La filière méthanisation se développe fortement dans l’Orne ces dernières années. En 2024, le département compte soixante unités de méthanisation en fonctionnement. D’autres projets sont en cours. Cette énergie subventionnée par les pouvoirs publics n’est pas viable à long terme, selon Daniel Chateigner, professeur à l’université de Caen et membre du Collectif scientifique national Méthanisation raisonnée.
Quelle est votre analyse sur le développement de la méthanisation dans l’Orne ?
Le département compte une soixantaine d’unités de méthanisation en 2024. À l’horizon 2026-2028, le département pourrait compter 85 installations. À l’échelle du territoire, il y aura un méthaniseur tous les sept kilomètres. Il n’y aura pas assez de surface pour les alimenter. Les agriculteurs mettent du maïs pour compléter les effluents (déchets agricoles). C’est une filière qui va dans la démesure.
Pour quelles raisons ?
La méthanisation ne vit que grâce aux subventions. Beaucoup d’aides financières sont accordées à la construction de méthaniseurs et au rachat du gaz. Le rachat du gaz est subventionné en moyenne à 150 € le mégawattheure.

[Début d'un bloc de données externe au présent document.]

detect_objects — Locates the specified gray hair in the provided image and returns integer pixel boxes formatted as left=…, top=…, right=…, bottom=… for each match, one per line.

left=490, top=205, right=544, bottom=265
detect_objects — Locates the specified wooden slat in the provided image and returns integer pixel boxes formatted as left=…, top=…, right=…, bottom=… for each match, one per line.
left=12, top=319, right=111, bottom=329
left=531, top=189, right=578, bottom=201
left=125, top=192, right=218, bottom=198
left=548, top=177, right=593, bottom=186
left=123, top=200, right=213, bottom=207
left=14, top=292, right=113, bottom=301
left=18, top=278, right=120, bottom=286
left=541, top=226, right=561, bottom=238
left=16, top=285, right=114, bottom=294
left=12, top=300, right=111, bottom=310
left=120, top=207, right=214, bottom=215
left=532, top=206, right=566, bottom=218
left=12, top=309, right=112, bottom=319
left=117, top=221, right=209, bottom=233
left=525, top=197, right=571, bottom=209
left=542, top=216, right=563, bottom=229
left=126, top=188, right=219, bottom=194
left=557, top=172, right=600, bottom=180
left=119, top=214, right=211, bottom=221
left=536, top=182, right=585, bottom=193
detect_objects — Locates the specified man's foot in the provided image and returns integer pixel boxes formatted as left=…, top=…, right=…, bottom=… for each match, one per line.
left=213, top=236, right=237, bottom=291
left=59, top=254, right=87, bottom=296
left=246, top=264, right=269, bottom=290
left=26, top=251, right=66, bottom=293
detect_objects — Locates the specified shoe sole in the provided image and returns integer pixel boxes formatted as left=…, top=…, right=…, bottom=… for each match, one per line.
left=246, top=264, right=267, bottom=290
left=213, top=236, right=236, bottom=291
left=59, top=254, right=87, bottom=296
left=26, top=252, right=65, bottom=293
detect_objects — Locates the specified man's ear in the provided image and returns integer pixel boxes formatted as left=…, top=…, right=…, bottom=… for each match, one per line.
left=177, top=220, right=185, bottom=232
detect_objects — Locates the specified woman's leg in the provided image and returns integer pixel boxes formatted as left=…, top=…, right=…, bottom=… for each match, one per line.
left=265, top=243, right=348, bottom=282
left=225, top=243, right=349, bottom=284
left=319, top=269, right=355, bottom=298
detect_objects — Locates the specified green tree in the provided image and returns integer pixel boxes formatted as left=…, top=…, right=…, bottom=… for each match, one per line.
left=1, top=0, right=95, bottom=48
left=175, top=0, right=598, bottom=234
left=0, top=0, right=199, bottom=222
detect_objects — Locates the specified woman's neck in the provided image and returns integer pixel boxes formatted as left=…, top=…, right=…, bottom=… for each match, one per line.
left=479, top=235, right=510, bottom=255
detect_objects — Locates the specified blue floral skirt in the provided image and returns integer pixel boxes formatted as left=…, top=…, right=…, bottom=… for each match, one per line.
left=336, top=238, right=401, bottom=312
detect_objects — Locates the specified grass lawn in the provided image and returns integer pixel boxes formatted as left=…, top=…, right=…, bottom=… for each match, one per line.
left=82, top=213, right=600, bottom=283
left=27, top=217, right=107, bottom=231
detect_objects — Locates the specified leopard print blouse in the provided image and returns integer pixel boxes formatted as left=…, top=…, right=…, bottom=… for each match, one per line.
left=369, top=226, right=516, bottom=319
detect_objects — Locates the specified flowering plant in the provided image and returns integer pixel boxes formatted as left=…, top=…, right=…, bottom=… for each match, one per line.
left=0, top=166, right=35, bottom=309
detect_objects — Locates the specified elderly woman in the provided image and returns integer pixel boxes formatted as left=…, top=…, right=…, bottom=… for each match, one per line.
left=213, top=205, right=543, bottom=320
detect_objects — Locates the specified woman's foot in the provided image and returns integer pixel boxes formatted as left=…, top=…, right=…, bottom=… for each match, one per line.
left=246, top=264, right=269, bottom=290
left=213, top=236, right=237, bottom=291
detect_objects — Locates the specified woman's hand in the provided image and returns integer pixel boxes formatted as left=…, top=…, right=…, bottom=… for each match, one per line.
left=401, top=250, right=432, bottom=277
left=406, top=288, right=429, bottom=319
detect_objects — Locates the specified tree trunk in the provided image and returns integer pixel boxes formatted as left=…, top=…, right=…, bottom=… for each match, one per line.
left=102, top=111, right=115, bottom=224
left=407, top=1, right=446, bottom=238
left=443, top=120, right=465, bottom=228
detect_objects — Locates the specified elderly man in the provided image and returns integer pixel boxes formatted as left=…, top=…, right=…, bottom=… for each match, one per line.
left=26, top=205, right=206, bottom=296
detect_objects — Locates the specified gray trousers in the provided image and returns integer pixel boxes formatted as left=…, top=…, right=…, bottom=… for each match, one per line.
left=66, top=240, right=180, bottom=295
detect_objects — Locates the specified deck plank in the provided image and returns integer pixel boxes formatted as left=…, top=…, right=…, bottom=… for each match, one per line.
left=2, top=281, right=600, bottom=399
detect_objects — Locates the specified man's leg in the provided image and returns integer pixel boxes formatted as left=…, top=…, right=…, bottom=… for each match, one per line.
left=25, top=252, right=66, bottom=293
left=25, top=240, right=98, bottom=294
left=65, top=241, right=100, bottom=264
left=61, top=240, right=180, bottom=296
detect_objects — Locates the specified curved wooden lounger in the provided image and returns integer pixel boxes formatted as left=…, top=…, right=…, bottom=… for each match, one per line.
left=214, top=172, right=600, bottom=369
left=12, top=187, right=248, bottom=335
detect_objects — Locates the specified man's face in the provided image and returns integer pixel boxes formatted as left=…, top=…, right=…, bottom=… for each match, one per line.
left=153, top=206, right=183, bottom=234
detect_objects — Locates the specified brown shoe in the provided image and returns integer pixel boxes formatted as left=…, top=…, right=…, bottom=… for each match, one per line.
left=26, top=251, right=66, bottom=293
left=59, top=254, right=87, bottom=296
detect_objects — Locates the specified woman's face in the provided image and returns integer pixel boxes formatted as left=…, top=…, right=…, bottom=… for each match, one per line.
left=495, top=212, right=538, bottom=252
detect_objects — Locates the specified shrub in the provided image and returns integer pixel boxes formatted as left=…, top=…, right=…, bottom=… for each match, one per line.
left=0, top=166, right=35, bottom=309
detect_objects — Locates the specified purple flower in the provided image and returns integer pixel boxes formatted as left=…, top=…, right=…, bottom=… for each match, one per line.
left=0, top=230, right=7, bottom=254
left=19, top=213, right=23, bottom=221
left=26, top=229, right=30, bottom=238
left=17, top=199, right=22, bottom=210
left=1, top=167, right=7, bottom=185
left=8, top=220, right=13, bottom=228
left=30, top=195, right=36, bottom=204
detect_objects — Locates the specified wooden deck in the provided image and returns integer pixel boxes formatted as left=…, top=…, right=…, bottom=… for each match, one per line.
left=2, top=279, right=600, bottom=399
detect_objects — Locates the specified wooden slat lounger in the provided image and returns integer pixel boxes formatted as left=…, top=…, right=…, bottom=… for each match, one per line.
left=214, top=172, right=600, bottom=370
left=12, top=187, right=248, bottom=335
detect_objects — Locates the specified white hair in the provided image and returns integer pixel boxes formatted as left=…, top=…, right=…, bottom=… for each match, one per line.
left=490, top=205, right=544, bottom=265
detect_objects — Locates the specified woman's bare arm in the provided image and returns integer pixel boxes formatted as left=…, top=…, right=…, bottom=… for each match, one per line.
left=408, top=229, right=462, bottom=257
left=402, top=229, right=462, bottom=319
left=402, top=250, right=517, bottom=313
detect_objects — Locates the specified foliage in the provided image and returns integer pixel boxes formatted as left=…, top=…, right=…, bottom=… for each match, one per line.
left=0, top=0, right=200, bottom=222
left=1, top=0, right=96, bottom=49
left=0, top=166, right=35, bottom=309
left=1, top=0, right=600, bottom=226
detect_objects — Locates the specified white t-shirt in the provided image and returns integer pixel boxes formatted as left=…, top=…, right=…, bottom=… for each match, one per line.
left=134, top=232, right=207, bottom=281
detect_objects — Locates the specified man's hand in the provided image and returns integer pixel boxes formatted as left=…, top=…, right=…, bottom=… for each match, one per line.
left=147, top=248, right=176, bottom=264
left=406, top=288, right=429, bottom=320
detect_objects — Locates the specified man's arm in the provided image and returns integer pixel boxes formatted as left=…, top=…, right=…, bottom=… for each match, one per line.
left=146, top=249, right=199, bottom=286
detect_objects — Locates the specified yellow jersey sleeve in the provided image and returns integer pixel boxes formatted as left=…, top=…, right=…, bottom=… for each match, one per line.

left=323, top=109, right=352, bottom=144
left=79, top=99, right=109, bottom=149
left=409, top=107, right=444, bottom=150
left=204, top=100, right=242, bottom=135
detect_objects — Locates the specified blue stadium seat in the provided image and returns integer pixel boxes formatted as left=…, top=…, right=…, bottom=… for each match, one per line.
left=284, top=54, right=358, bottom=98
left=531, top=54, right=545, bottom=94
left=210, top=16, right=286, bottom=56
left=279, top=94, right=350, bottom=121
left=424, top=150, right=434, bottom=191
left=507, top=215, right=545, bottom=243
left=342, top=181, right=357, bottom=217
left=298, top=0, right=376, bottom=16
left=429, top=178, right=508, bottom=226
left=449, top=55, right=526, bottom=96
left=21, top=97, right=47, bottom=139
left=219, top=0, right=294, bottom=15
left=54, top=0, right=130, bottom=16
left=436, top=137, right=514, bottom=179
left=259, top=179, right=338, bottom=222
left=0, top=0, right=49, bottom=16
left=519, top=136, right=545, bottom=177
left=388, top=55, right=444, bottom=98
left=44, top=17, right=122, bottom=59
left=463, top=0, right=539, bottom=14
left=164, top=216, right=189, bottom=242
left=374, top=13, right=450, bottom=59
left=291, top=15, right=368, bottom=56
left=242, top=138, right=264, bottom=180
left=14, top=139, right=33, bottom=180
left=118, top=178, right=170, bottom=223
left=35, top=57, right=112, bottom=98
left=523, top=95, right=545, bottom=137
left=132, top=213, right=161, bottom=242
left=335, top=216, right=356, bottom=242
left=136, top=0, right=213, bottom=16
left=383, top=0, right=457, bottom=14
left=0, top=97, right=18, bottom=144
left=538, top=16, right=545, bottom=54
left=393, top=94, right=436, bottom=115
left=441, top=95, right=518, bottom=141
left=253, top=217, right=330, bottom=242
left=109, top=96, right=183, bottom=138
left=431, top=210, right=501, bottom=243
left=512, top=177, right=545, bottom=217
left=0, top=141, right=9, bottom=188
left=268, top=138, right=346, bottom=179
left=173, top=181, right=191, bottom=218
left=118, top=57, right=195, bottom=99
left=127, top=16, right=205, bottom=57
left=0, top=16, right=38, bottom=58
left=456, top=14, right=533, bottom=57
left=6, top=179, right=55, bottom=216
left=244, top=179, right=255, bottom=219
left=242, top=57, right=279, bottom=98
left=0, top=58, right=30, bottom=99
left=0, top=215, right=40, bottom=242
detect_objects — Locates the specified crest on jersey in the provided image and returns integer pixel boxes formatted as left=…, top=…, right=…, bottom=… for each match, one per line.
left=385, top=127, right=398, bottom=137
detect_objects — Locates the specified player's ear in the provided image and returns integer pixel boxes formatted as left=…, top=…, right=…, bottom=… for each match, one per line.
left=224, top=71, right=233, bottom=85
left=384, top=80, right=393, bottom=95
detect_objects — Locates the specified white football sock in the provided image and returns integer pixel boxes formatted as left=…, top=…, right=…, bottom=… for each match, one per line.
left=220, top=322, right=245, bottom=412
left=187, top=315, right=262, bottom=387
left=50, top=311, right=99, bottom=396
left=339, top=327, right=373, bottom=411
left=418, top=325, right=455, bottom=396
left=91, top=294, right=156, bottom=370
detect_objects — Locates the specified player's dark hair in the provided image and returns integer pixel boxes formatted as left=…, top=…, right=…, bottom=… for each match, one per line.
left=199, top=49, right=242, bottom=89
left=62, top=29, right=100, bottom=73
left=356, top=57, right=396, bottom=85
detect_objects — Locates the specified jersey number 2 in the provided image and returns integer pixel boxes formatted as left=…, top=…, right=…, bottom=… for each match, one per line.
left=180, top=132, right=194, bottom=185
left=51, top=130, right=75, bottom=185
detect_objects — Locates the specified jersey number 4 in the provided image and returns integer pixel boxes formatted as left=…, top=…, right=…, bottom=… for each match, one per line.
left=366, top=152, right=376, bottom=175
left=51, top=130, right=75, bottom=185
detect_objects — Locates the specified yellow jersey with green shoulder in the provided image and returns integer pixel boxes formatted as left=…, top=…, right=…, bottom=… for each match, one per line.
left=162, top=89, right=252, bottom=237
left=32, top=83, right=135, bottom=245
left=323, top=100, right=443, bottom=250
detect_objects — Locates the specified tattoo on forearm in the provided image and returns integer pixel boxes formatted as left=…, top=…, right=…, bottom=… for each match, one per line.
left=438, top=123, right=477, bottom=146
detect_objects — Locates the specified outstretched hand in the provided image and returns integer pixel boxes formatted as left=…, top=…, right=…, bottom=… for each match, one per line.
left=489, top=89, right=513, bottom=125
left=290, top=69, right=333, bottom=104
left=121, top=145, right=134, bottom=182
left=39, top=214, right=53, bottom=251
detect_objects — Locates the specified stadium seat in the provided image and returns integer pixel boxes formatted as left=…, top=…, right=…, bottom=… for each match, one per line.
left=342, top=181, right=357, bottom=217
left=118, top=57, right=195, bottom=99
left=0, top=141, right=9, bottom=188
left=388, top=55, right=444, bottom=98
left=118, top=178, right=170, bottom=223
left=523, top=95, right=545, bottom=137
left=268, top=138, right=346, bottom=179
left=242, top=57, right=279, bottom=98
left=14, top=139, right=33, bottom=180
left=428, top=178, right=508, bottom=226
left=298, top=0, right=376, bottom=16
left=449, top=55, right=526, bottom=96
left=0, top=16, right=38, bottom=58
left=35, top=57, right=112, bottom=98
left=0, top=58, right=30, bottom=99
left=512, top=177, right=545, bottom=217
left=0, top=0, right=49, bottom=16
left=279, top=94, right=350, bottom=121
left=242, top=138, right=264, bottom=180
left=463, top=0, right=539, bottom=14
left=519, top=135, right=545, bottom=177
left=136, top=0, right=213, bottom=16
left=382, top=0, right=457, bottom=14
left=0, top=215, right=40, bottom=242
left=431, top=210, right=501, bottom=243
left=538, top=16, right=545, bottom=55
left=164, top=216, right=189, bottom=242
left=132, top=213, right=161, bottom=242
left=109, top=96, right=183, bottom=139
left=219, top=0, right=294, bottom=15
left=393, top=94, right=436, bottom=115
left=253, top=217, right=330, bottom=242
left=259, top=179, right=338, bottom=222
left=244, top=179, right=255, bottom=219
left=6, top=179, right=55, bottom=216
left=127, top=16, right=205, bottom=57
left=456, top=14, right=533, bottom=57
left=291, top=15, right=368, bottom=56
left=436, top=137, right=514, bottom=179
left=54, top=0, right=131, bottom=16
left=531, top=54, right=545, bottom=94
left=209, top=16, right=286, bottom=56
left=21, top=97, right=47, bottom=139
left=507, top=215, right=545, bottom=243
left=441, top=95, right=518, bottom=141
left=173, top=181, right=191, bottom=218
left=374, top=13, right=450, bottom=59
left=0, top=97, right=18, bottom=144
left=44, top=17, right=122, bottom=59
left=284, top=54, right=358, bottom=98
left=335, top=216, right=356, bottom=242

C’est 5 milliards dans le budget de l’État. S’il n’y avait pas ça, la filière ne serait pas viable financièrement. L’énergie retirée par cette technologie est infime. C’est de loin la moins efficace des énergies renouvelables. Si on veut arrêter de consommer du gaz naturel, il faudrait 30 000 méthaniseurs en France.
Les agriculteurs disent que la méthanisation leur assure une garantie économique…
Pour amortir la construction d’un méthaniseur, il faut attendre en moyenne sept ans. Alors oui, un agriculteur qui se voit proposer un revenu fixe de 1 500 €, il signe tout de suite. Mais pourquoi le business plan s’arrête au bout de quinze ou vingt ans ? Les digesteurs sont corrosifs. Les frais de maintenance dès la première année, c’est 10 000 €. Le chiffre se multiplie par dix, puis vingt au bout de vingt ans. Après, il faut reconstruire. Économiquement, ce n’est pas tenable.